Interactive Theorem Proving in Lean

18th CICM, Brasilia. 6-10 October 2025.
Florent Schaffhauser, Heidelberg University.

Organisation of the tutorial

• Duration: 3h.
• Each session: 1/3 Presentation, 2/3 Hands-on practice.
• Practice files are provided.
• No installation of Lean required.

Outline

• Goal: to learn how to use a programming language to represent mathematical objects and proofs.
• Intended audience: mathematics educators and students who are not familiar with programming.
• Format: 3h tutorial for complete beginners.
  • Session 1: Lean's syntax and pattern-matching (1h).
  • Session 2: Dependent type theory and applications to mathematics (2h).
• Your indispensable companion: The Mathlib 4 documentation webpage, hosted on the Leanprover community website. Just google Mathlib GitHub!

The Lean 4 web server

• If you would rather dive straight into the practice files, here are the first two 😊 . There will be one more on the last slide!

  

• The first file is about the Lean syntax (it is very basic, but might be useful if you have little to no experience in programming). The second file is about basic tactics.

• These files open in the Lean 4 web server, from which you can download the edited files to save your work! Just look for the Save File button in the menu on the top right.

The Lean syntax

• Terms:

  def aListOfNat     : List Nat    := [1, 2, 3]
  def aListOfStrings : List String := ["Hello, ", "world!"]
  

• Introduction of functions:

  def successor    : Nat → Nat           := fun n ↦ 1 + n
  def prepend_zero : List Nat → List Nat := fun L ↦ (0 :: L)
  

• Evaluation of functions:

  #eval successor 41             -- 42
  #eval prepend_zero aListOfNat  -- [0, 1, 2, 3]
  

Inductive types

• You can think of a type as a label attached to a term.

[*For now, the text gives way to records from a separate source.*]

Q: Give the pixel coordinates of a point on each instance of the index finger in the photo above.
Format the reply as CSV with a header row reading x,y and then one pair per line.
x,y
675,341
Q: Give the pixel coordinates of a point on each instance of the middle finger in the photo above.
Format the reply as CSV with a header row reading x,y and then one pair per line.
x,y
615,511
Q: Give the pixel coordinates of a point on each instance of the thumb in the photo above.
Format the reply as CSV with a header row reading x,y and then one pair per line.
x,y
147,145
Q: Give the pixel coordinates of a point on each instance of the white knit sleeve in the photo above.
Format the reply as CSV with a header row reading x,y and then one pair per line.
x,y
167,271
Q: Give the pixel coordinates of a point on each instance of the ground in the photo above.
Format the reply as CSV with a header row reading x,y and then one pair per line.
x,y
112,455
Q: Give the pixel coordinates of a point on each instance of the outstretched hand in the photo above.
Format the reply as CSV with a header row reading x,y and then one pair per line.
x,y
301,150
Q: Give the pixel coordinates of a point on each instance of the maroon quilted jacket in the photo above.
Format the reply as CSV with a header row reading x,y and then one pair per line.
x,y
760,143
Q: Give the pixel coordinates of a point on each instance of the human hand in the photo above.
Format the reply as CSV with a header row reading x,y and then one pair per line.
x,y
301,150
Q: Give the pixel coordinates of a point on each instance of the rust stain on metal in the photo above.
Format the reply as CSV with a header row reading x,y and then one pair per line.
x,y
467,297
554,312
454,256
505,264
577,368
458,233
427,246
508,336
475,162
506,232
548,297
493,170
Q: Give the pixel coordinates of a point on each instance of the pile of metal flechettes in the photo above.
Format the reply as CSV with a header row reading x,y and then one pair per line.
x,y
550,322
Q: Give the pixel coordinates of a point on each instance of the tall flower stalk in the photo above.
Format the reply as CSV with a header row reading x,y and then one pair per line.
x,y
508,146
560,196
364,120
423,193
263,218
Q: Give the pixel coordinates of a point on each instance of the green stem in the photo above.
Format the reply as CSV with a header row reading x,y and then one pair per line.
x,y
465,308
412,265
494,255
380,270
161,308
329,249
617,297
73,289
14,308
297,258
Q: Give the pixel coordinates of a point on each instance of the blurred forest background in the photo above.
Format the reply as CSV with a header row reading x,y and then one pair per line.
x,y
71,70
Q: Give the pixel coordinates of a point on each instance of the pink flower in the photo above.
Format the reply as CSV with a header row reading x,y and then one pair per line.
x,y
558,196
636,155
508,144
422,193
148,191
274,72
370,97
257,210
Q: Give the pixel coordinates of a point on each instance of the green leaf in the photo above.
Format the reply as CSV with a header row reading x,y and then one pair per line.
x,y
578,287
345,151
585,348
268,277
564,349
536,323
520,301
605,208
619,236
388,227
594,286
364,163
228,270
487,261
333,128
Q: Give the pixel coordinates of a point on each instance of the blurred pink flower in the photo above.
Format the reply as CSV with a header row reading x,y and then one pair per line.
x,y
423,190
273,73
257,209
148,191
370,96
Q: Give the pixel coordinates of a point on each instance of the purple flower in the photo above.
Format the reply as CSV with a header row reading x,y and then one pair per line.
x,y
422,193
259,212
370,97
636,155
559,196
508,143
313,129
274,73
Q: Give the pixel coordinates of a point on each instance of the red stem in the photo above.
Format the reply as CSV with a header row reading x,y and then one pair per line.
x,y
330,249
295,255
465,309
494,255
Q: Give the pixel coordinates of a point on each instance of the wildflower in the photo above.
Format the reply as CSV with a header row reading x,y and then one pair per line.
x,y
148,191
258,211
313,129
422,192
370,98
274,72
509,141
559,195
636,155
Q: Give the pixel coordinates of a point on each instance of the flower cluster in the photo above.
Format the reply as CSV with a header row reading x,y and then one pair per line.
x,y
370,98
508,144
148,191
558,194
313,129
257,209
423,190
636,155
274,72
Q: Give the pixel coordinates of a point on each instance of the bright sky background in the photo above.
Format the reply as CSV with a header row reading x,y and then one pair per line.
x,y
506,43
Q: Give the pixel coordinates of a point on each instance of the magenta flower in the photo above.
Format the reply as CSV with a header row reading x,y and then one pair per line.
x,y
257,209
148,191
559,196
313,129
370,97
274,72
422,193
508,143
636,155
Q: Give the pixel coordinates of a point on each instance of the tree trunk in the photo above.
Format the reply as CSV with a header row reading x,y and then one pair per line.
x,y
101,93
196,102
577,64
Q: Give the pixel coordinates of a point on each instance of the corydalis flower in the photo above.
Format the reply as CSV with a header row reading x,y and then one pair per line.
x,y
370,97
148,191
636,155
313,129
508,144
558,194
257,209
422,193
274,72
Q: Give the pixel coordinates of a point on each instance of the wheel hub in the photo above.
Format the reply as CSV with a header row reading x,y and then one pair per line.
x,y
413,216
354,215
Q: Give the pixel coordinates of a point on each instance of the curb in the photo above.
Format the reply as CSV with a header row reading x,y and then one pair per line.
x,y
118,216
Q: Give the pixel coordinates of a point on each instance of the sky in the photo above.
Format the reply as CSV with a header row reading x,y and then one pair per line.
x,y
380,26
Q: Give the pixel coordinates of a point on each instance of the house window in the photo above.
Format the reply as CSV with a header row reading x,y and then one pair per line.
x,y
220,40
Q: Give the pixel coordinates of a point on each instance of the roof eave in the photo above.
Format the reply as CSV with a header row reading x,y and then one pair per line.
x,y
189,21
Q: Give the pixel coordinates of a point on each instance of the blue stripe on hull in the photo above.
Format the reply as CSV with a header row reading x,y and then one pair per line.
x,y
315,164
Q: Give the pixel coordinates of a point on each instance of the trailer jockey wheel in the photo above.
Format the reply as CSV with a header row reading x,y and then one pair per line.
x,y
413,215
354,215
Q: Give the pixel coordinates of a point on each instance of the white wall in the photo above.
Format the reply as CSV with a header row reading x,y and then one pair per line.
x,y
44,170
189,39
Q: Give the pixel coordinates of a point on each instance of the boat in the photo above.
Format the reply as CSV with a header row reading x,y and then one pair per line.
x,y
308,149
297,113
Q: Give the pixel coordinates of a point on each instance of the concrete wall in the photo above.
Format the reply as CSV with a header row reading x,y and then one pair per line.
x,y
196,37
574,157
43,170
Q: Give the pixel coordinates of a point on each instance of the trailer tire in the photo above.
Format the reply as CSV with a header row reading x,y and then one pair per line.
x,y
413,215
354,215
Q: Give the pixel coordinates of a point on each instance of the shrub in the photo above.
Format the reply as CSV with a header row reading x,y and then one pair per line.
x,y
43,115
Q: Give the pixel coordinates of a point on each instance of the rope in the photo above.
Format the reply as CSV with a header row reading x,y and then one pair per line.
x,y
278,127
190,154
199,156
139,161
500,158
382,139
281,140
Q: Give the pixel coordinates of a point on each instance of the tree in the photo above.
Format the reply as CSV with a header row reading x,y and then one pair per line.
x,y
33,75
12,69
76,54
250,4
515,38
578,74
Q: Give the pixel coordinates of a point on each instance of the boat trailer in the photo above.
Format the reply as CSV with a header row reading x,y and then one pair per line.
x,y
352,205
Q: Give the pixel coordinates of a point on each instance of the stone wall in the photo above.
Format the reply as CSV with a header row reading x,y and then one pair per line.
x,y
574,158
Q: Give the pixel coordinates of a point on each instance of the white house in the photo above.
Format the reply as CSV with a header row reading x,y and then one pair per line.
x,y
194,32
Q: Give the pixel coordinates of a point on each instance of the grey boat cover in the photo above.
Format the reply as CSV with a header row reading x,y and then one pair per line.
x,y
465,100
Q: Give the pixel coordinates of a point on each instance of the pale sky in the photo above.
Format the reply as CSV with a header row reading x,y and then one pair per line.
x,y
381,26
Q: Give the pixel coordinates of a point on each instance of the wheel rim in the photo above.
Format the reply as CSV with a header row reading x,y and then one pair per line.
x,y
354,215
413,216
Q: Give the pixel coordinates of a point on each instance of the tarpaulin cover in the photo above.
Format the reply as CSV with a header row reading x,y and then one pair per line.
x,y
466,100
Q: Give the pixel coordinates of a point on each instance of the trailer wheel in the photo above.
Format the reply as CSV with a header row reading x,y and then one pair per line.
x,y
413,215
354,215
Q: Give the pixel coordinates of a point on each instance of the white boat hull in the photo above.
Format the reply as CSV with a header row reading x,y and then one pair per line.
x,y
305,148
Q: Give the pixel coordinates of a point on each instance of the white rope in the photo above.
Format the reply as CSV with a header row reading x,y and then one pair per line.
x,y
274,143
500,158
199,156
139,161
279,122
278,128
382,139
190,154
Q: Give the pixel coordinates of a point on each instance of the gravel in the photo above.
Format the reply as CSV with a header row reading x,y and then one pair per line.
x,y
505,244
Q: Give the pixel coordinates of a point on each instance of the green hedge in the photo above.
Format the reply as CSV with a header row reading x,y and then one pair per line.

Thanks to that label, you can quantify over terms of that type.

  theorem EuclideanDivision : Prop := 
    ∀ (a b : Nat), b ≠ 0 → ∃ (q r : Nat), (a = q * b + r) ∧ (r < b)
  

• Types can be inductively defined, by specifying special functions called constructors.

  inductive Bool : Type where
  | true  : Bool
  | false : Bool
  
  #check Bool.true  -- Bool.true : Bool
  

Constructors

• Constructors for an inductively-defined type can take arguments from that type itself.

  inductive Nat : Type where
  | zero           : Nat
  | succ (n : Nat) : Nat  -- also written succ : Nat → Nat
  
  #check Nat.succ (Nat.succ Nat.zero)  -- Nat.zero.succ.succ : Nat
  

• Constructors can take more than one argument. The return type is always the type under construction (for instance Nat or List X).

  inductive {X : Type} List X : Type where
  | nil                       : List X
  | cons (x : X) (L : List X) : List X  -- cons : X → List X → List X
  

Constructing new types from old ones

• Types are themselves terms and we can define functions on types.

• Prod X Y can also be denoted by X × Y. It has just one constructor, called Prod.mk. The term Prod.mk x y can also be denoted (x, y).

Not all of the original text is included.